In an alchemical process, grapes are pressed and simmered down on open fires; microbial cultures are introduced; and the whole mixture is gradually moved through a series of barrels, following a solera system similar to what’s used for the production of sherry. By the time balsamic meets bottle, it’s been running through the system for about 12 years. “What I want you to leave with here is how insane the whole process is,” says owner Giordano Venturi, adding he wants people to have an awareness about how long the process is for the vinegar to reach maturity.

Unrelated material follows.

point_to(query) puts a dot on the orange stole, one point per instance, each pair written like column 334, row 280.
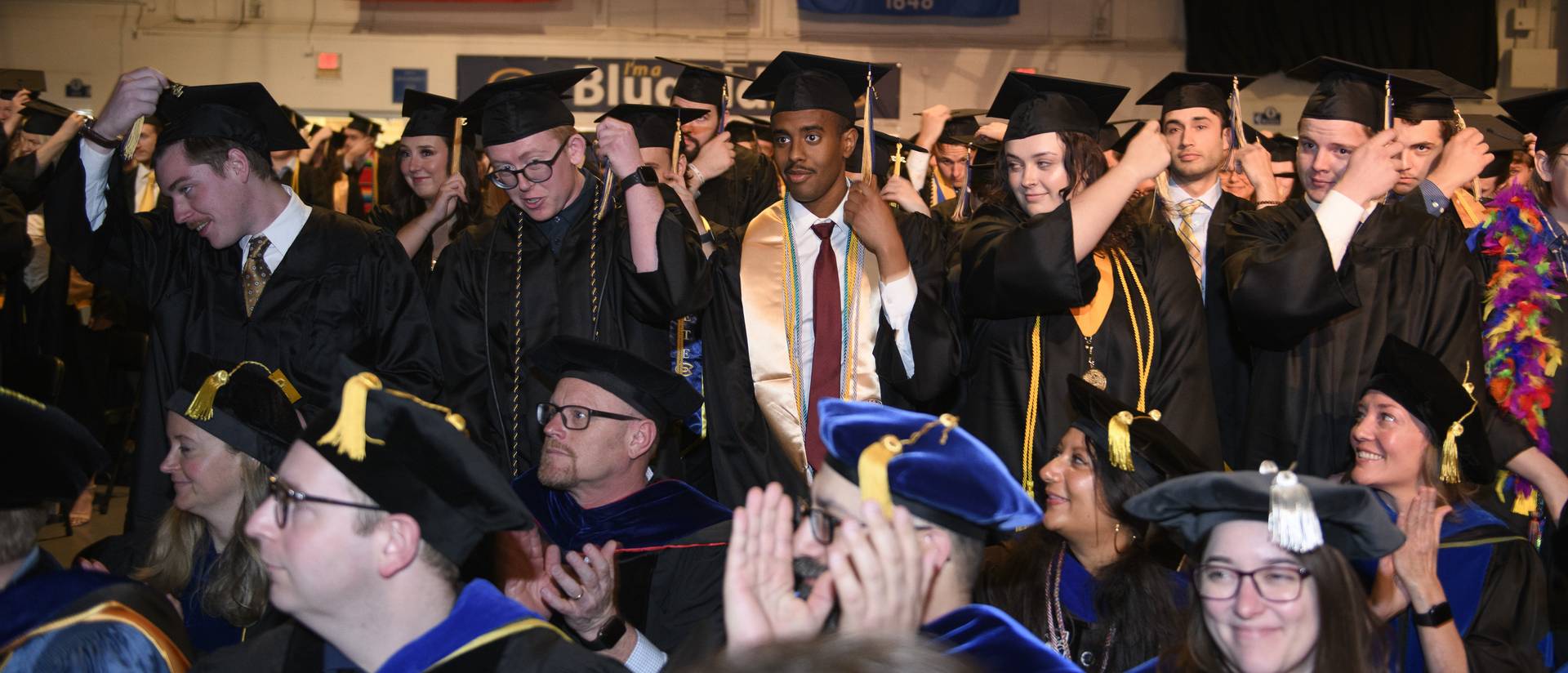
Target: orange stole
column 764, row 292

It is a mild Vancouver Island day in Venturi-Schulze vinegary, a room filled with numbered casks of varying sizes that are marked “acacia”, “cherry”, and “chestnut”, and with the names of other woods. This is where real balsamic comes from. The stuff labelled “balsamic” in grocery stores mostly consists of red wine vinegar, boiled grape must, and caramel colouring. Venturi remembers his mother storing it in a big bottle beneath the sink. “I kind of like it,” he says. But he’s quick to point out that true, traditional balsamic is a different beast altogether. For one thing, there’s the flavour: concentrated, complex, and explosive. Layer upon layer. More akin to a top-shelf single malt than something you’d put in salad dressing.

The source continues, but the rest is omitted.